Clinical evolution. Decision making
First therapeutic diagnostic decision
As the patient had received oncological treatment with immunotherapy, in addition to chemotherapy, hepatic and renal toxicity due to immunotherapy was considered, and treatment with high-dose methylprednisolone was initiated.
Rationale
Immunotherapy toxicity can have a severe effect on several organs. Therefore, the decision to start high-dose steroids is correct, because it may save the patient. However, there are unusual findings in this type of toxicity, such as hypotension and oliguria.
A chest X-ray on, admission is shown below:
Second diagnostic and therapeutic decision
Due to the acute presentation of the symptoms, with hypotension and oliguria, and elevated CRP, the possibility of a septic condition was assessed, and treatment with broad-spectrum antibiotics was started. Bilirubin elevation and alteration of transaminases may be present in sepsis due to hepatic hypoperfusion. The possibility of viral hepatitis was also assessed, because the anti-core and anti-HbS antigen (HBsAg) were positive, but the viral load was negative.
Rationale
A septic episode begins acutely, and in addition to non-specific signs such as restlessness, it is often, but not always, accompanied by hypotension and oliguria, ominous signs for the patient’s life. Liver abnormalities may also be present in septicaemia. Although elevated PCR may be indicative in this regard, elevated PCR in a patient with a neoplasm is of relative value in predicting infection. On the other hand, clinical response is usually relatively rapid after early initiation of antibiotics, but this was not the case in this patient.
Clinical Evolution
Twenty-four hours after the emergency department visit, the patient began to present more respiratory distress, a worse general condition, and was still oliguric and hypotensive. Pulmonary auscultation showed wet crackles in both bases, while cardiac tones were hardly audible.The hepatic border could be felt in the abdomen and caused some discomfort.
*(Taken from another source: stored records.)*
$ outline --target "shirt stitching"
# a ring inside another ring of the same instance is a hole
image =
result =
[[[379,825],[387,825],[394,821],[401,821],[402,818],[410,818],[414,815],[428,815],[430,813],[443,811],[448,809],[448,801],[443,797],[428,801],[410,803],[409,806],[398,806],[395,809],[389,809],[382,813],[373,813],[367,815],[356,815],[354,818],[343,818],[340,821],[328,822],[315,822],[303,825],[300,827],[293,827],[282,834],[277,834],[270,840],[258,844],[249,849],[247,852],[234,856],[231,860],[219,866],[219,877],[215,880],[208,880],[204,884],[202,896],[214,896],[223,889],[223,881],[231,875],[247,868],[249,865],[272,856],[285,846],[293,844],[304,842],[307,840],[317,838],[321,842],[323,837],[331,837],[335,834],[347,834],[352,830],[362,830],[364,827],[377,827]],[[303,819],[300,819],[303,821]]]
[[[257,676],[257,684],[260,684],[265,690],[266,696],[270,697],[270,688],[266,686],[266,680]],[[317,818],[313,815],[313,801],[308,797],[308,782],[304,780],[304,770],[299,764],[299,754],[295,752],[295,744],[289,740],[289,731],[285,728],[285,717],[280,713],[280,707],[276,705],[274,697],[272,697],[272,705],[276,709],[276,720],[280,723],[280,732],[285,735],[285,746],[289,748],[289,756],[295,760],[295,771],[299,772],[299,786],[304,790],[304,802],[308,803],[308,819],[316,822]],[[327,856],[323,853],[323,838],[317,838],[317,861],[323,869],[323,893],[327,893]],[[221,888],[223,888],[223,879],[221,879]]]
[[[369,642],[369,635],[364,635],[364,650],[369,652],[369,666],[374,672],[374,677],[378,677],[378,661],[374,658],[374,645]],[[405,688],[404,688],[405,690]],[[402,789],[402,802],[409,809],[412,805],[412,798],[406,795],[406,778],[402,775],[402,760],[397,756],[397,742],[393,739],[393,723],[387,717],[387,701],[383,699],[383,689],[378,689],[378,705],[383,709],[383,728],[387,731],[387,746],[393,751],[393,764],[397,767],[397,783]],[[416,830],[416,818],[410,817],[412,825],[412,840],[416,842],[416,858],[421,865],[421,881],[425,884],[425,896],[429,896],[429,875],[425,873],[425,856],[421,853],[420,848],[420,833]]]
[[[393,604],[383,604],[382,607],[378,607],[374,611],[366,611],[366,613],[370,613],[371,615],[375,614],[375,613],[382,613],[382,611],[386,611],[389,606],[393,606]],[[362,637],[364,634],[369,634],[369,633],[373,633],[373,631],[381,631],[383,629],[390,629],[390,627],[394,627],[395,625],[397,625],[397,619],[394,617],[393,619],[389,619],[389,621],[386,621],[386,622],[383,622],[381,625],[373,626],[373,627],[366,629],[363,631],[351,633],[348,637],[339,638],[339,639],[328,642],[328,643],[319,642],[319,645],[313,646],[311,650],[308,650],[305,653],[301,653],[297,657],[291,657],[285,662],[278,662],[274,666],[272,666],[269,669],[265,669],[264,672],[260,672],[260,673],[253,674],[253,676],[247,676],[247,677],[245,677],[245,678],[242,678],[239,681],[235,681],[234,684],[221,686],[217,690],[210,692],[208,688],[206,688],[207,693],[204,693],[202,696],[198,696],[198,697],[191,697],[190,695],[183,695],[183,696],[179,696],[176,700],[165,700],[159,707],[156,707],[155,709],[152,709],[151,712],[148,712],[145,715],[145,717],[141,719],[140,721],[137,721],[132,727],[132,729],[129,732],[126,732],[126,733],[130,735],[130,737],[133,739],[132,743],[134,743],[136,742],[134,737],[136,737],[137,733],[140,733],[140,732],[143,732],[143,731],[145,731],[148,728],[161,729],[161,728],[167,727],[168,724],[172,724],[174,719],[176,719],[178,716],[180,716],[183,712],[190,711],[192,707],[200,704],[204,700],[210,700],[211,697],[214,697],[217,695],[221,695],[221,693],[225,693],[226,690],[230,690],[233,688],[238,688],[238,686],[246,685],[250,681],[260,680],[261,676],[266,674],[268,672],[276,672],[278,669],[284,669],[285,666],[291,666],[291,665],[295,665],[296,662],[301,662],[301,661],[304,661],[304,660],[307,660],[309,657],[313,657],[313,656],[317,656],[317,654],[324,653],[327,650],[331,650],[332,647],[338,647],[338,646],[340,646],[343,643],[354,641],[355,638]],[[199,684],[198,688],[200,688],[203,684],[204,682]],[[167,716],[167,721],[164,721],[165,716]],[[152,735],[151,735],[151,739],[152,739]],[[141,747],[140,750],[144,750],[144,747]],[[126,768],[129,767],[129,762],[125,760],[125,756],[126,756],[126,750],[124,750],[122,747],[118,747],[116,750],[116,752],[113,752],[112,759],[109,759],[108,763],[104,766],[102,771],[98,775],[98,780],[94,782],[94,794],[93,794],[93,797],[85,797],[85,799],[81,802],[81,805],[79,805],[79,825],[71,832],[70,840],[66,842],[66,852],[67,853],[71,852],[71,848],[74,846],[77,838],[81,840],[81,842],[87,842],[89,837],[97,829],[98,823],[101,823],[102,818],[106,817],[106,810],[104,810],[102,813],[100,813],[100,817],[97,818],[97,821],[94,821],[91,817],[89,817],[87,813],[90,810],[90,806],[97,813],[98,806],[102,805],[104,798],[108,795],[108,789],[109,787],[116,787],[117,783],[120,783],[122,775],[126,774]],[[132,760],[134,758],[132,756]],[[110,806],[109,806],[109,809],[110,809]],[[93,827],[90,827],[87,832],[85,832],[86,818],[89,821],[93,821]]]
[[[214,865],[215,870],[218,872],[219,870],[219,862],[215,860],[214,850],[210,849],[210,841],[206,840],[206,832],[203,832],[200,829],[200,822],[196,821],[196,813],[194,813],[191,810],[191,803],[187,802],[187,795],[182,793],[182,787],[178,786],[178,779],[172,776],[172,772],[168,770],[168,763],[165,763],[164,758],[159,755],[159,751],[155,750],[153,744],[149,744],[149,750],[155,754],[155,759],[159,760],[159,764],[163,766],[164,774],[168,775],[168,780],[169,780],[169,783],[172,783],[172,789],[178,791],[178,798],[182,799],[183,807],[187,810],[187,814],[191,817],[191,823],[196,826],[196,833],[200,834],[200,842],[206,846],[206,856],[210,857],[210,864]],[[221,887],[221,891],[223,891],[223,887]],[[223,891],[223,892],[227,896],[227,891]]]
The patient had to be transferred to the intensive care unit (ICU) due to hemodynamic instability.
The thoracic X–ray taken during the transfer to the ICU is shown below.
Question
What would be the relationship between low cardiac output, impaired liver function and renal failure?
Guidelines for the diagnosis of the situation
We have two allies to try to find an answer to the patient’s problem, Anatomy and Pathophysiology. In terms of pathophysiology, the first problem appears to be a ‘failure’ of the cardiac pump, resulting in hypotension and oliguria due to a lack of blood flow to the kidney, once it has been ruled out that the patient was not anaemic. As for the hepatic analytical alterations, this could also be related to a lack of perfusion, but this mechanism does not explain the painful hepatomegaly detected during the physical examination.
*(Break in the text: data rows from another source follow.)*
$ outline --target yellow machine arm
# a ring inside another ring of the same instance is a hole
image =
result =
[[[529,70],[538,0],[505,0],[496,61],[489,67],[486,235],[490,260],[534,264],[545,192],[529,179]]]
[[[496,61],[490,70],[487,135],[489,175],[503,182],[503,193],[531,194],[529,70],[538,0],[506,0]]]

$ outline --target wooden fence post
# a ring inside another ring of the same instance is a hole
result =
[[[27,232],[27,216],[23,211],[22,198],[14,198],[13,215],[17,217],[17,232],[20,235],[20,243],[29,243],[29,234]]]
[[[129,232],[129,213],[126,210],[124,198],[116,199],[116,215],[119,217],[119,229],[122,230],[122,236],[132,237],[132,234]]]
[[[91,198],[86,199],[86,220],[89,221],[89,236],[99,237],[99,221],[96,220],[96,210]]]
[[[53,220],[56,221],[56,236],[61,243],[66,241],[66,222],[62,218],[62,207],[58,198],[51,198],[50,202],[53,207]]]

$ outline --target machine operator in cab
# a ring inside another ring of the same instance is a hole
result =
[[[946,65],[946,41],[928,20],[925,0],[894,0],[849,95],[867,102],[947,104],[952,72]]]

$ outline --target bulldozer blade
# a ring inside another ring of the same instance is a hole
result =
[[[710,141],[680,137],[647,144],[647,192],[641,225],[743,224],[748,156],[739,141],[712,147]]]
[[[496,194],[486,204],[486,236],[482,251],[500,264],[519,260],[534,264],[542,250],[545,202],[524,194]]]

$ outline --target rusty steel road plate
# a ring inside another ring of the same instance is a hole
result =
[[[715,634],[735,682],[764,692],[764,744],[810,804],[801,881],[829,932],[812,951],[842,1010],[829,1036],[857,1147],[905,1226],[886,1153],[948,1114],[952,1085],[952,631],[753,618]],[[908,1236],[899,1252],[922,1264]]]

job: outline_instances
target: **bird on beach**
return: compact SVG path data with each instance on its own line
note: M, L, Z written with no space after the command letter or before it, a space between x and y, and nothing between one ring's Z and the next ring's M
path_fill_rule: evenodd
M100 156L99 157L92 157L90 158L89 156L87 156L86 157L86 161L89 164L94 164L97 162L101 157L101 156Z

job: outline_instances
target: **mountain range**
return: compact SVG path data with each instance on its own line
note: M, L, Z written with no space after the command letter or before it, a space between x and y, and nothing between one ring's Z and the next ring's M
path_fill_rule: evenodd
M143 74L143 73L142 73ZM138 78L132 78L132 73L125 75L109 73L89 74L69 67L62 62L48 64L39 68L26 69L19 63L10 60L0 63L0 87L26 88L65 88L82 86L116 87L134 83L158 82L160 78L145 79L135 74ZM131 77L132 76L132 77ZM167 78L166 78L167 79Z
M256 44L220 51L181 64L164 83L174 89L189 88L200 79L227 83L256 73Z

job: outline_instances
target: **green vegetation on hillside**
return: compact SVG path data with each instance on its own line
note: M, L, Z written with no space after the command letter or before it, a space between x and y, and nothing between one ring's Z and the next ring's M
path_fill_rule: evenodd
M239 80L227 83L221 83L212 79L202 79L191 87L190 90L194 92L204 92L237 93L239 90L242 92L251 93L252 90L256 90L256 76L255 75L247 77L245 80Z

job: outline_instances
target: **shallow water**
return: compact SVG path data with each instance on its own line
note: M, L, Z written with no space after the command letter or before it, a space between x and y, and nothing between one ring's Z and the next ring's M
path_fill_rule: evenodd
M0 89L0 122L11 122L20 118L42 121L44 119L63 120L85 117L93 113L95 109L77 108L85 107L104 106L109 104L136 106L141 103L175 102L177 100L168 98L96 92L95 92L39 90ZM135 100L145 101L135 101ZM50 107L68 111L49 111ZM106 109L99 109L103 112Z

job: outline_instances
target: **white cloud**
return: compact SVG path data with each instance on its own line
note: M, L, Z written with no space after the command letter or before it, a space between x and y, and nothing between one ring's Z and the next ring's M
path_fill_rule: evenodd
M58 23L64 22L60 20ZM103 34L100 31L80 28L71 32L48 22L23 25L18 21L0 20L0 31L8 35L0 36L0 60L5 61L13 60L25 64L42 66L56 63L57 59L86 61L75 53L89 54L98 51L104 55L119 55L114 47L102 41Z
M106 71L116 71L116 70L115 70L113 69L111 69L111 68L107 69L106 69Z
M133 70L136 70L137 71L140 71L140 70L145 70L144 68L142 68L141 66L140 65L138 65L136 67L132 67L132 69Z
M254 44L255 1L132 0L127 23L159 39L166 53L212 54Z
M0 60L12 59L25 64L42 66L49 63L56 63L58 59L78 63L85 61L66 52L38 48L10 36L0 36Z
If we think from an anatomical point of view, the question would be whether there is any connection between the cardiac function and the liver, which would explain the analytical and morphological liver alterations.
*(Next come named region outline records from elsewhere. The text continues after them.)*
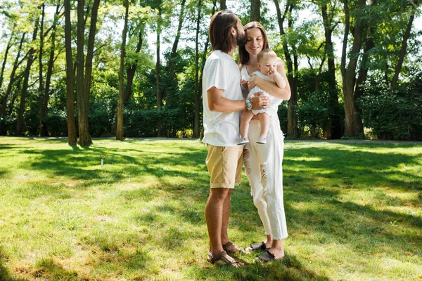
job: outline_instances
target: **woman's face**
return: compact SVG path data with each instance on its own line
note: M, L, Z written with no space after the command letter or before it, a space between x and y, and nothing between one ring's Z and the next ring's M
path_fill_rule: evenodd
M246 30L247 42L245 48L250 55L257 55L262 51L264 46L264 37L261 30L257 27L253 27Z

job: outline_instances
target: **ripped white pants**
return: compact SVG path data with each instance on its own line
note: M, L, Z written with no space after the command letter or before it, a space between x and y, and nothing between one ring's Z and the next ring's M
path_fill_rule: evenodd
M273 116L271 119L266 144L256 143L260 136L260 121L250 121L249 143L243 150L243 162L253 203L258 210L265 234L279 240L288 236L283 201L284 142L278 117Z

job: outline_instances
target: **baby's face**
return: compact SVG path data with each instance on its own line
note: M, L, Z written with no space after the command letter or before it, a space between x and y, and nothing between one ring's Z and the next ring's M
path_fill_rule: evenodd
M270 75L277 71L277 58L264 55L258 63L258 67L262 74Z

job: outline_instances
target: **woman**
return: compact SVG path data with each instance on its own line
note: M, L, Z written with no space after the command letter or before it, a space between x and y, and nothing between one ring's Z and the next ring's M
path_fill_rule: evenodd
M273 98L272 98L271 103L288 100L290 97L290 89L281 60L279 59L277 72L287 81L285 88L279 88L274 83L251 75L259 70L257 65L258 53L262 49L269 48L265 30L259 22L252 22L245 26L245 32L248 42L245 46L239 47L239 67L242 79L248 81L247 86L246 84L242 85L244 97L248 95L248 89L258 86ZM260 131L259 120L252 119L248 133L250 142L245 145L243 150L243 162L253 202L264 225L267 241L250 245L247 250L265 249L257 259L267 262L283 259L284 249L281 240L288 236L283 203L281 163L283 136L276 115L271 118L267 143L264 145L256 143Z

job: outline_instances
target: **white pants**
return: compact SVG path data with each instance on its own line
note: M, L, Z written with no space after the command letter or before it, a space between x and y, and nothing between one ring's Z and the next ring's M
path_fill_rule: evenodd
M265 234L273 239L287 237L287 226L283 202L283 136L276 115L271 118L267 143L256 143L260 136L257 119L250 121L249 143L245 145L243 162L249 179L253 203L264 224Z

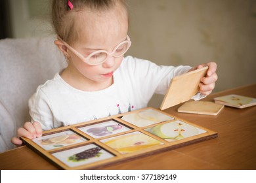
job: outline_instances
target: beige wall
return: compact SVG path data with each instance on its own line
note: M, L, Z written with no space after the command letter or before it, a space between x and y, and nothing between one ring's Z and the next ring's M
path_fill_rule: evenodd
M12 9L16 9L12 13L14 20L22 17L17 12L24 7L18 3L28 4L23 8L27 12L26 26L20 27L18 21L14 37L49 34L49 22L40 18L45 14L41 11L47 10L48 0L37 1L41 2L40 7L33 7L39 2L11 0ZM256 82L255 0L127 1L133 42L129 54L172 65L215 61L219 75L215 92ZM161 99L154 96L150 106L159 107Z
M256 1L129 0L131 54L158 64L218 64L214 92L256 83ZM162 97L150 103L158 107Z

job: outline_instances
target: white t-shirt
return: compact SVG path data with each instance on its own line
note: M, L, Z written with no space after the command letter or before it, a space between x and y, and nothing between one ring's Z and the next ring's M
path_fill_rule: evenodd
M190 68L127 56L114 73L114 84L96 92L77 90L57 73L30 99L32 121L47 130L146 107L154 93L165 94L171 80Z

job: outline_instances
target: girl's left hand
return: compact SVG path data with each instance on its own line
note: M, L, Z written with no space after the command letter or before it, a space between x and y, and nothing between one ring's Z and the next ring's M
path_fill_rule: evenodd
M200 92L202 94L208 95L213 92L215 82L218 79L218 76L216 74L217 64L215 62L209 62L199 65L189 70L189 71L194 71L203 67L208 66L209 69L206 73L206 76L201 78L201 83L199 84L200 88Z

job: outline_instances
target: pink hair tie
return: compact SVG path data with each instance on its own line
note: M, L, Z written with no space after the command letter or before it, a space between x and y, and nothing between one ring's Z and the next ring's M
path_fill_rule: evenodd
M70 10L73 9L73 4L70 0L68 1L68 6L70 7Z

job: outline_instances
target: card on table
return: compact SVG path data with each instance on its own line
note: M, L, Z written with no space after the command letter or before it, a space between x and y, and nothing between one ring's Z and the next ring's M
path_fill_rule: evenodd
M243 108L256 105L256 99L239 95L228 95L214 99L216 103Z
M210 129L146 108L43 133L29 147L64 169L92 169L217 137Z
M217 115L224 105L211 101L188 101L178 108L178 112L191 114Z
A schematic anatomical image is shown below, which may help to explain the findings in this patient and to reach a diagnosis.
Solution. Final diagnosis
The patient underwent an echocardiogram which showed a heart with normal left ventricular contractility, no valvular heart disease, but there was severe circumferential pericardial effusion, with systolic collapse of the right atrium, systolic collapse of the right ventricle, and a dilated inferior vena cava without inspiratory collapse. This situation was responsible for hypotension, oliguria due to low output, and hepatomegaly and hepatic analytical alterations, due to retrograde congestion from the right atrium to the inferior vena cava and liver.
Comment
In addition to knowledge of the different clinical entities, the process of clinical reasoning has a strong basis in Anatomy and Physiopathology, as we have shown in this clinical case, in which an anatomical structure such as the inferior vena cava can help to explain the patient’s data.